Sri Lanka: To Kandy and the Elephant Orphanage – 16th January, 2018

The lake was like glass and the monitor lizard, squirrels and house dog welcomed us to an early breakfast before we said goodbye to our friends and departed for Kandy.   After Colombo there was no motorway and the journey became much slower as we climbed the 500 metres to Kandy on a single lane highway.

The Pinnewala Elephant Orphanage, near Kegalle on the way to Kandy, was originally formed to protect orphaned or abandoned elephants.  This laudable aim has been well accomplished, but as it is now one of Sri Lanka’s most popular attractions, the place has all the accoutrements of mass tourism.  There are  too many tour buses, tour guides, tour groups, clusters of stalls selling hideous ornaments, unwearable hats, plastic windmills and a shop with what must be the largest selection of elephant ephemera on earth – elephant on plates, mugs, ashtrays, hot water bottle covers, placemats, teatowels, T-shirts, clothes with elephants, wooden elephants and for the scatalogically inclined, something called ‘elephant poo paper’.

By the time we had worked out the timing of when the elephants would be where, and how many hundreds of people would be watching the elephants with us, and whether we wanted to watch the elephants going for their daily constitutional or having their lunch or their baths, we realised that we had just missed the chance to do any of these and that we would have to wait a couple of hours or so.  We had lunch to fill in the interval, but during this time so many bells were ringing directing the people ahead of us to the various venues, that we both had developed headaches and decided to leave and investigate one of the other elephant homes along the so-called ‘elephant corridor’.

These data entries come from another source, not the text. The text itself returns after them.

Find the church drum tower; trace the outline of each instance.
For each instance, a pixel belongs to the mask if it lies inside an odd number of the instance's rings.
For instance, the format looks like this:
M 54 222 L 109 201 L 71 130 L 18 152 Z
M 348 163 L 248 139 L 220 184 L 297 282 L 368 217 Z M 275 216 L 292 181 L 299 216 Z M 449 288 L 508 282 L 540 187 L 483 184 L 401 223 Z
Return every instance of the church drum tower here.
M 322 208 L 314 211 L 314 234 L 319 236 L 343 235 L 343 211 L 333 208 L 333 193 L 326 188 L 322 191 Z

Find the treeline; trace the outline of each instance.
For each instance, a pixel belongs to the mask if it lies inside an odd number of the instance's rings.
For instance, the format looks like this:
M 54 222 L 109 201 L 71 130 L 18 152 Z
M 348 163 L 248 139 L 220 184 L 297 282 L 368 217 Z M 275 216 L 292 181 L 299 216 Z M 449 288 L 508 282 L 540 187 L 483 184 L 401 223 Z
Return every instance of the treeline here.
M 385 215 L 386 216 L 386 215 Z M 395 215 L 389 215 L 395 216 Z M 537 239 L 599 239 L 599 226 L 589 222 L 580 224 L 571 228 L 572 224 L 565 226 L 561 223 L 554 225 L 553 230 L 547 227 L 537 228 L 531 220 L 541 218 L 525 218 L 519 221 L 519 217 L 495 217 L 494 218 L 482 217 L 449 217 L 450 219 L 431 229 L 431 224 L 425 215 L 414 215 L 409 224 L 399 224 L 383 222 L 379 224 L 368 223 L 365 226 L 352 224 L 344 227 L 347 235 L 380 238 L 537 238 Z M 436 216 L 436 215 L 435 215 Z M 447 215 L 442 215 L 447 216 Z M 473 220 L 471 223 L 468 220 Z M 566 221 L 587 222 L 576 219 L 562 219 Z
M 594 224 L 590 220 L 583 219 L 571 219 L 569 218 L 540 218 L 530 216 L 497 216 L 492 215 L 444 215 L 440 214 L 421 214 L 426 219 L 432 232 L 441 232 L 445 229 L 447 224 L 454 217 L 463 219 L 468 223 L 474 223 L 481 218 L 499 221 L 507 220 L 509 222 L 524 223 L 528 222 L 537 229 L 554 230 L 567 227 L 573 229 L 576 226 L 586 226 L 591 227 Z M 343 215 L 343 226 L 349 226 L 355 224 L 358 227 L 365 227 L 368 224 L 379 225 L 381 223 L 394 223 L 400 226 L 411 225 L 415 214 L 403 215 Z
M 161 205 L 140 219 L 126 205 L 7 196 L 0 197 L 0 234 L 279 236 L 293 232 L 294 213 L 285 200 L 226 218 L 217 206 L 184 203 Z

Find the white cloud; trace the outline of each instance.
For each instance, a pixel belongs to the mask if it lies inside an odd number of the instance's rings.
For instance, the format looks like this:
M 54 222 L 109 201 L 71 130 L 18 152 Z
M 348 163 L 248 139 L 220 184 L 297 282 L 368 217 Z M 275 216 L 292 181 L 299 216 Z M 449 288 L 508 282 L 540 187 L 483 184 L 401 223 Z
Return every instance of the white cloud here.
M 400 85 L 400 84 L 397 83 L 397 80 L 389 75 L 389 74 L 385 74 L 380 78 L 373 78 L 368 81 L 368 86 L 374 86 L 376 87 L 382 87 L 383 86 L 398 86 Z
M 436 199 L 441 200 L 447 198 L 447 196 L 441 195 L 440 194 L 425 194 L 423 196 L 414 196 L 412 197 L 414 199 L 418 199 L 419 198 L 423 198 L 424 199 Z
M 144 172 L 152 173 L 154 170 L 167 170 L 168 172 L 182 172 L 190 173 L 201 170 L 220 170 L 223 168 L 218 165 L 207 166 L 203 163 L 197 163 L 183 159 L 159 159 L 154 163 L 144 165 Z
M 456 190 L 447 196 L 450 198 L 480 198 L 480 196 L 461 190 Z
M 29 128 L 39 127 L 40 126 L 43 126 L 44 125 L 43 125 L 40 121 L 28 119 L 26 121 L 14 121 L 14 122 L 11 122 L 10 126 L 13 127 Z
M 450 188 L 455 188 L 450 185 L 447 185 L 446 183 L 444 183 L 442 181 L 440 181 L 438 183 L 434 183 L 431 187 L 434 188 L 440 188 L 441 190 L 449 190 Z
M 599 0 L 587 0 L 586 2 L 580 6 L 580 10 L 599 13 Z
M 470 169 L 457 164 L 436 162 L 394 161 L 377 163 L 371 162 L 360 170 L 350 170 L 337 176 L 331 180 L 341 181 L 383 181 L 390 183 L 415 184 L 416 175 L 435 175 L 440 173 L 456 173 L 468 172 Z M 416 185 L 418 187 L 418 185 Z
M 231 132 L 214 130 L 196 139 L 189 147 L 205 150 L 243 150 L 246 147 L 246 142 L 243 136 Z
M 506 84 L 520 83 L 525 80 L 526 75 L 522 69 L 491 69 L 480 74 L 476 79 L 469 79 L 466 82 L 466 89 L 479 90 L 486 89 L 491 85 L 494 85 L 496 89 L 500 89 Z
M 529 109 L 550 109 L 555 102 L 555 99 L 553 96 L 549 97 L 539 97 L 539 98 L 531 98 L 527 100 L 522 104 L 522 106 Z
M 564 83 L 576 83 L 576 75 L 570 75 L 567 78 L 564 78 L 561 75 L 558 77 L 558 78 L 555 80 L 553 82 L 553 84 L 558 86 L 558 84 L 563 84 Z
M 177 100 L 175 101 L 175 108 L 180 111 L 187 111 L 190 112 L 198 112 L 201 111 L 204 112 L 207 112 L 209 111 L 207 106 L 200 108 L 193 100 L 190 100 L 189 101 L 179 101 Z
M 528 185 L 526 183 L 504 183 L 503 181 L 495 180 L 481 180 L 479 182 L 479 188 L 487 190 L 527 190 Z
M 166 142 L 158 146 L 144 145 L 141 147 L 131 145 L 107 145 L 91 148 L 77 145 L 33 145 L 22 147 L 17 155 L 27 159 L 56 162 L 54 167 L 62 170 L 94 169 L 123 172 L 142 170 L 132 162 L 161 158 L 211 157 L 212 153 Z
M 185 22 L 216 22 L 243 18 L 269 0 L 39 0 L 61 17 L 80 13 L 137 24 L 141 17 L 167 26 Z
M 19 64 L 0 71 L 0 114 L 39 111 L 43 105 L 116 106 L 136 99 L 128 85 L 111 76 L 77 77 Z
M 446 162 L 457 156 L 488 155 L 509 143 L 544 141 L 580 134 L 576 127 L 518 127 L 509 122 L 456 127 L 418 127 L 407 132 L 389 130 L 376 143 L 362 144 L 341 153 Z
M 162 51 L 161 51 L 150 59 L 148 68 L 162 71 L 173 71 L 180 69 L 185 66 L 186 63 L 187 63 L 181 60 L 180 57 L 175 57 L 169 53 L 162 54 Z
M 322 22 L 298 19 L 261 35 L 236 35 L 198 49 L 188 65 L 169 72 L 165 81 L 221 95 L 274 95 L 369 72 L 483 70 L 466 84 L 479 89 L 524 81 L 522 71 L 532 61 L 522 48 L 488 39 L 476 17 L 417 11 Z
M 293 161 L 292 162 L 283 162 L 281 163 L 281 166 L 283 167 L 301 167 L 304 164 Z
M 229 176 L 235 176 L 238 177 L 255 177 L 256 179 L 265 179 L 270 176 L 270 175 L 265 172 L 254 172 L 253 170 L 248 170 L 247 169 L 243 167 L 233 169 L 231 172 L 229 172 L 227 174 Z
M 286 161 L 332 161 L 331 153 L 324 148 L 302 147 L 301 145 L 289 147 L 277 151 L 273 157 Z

Ten minutes later we were in a small sanctuary for badly treated elephants and were crossing a rustic bridge in a coconut grove, silent but for birds and the mahouts talking to their charges.  We and a few others watched them eat part of their daily ration of palm leaves and saw them being washed, indeed Nick even helped to clean one of them.  There was no hassle from hustlers and no bells, just elephants.